Alice is fifteen, with hair as red as fire and skin as pale as bone, but something inside her is broken. She has acquired brain injury, the result of an assault, and her words come out slow and slurred. But when she writes, heartwords fly from her pen.
She writes poems to express the words she can't say and leaves them in unexpected places around the town. Manny was once a child soldier. He is sixteen and has lost all his family. He appears to be adapting to his new life in this country, where there is comfort and safety, but at night he runs, barefoot, to escape the memory of his past.
When he first sees Alice, she is sitting on the rusty roof of her river-house, looking like a carving on an old-fashioned ship sailing through the stars.
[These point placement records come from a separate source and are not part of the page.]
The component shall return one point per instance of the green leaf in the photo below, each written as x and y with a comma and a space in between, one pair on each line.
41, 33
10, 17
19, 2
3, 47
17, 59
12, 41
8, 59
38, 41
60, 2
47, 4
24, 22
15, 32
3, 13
A truly moving story that celebrates life, love, family and friendship.
Alice is fifteen, but due to an awful attack her brain is damaged and, as she says, her electrics go haywire.
Her younger brother Joey and her grandmother hold the family together.
Alice has trouble speaking but she doesn’t have trouble writing, drawing or making the most beautiful fishing lures. When she starts leaving anonymous poems around town, the one person who notices them is Manny.
Manny is from Sierra Leone and is learning about life is Australia. When Alice and Manny meet, sparks fly and trouble follows. Will Alice be able to follow her dream?
I love Glenda Millard’s writing and this story is no exception. She keeps the reader enthralled as she takes us on a journey of courage and love. She highlights the best and worst of the human spirit and that makes this a book that is hard to put down.
A perfect story for Year 8 and up, and it would make a wonderful addition to any classroom reading list.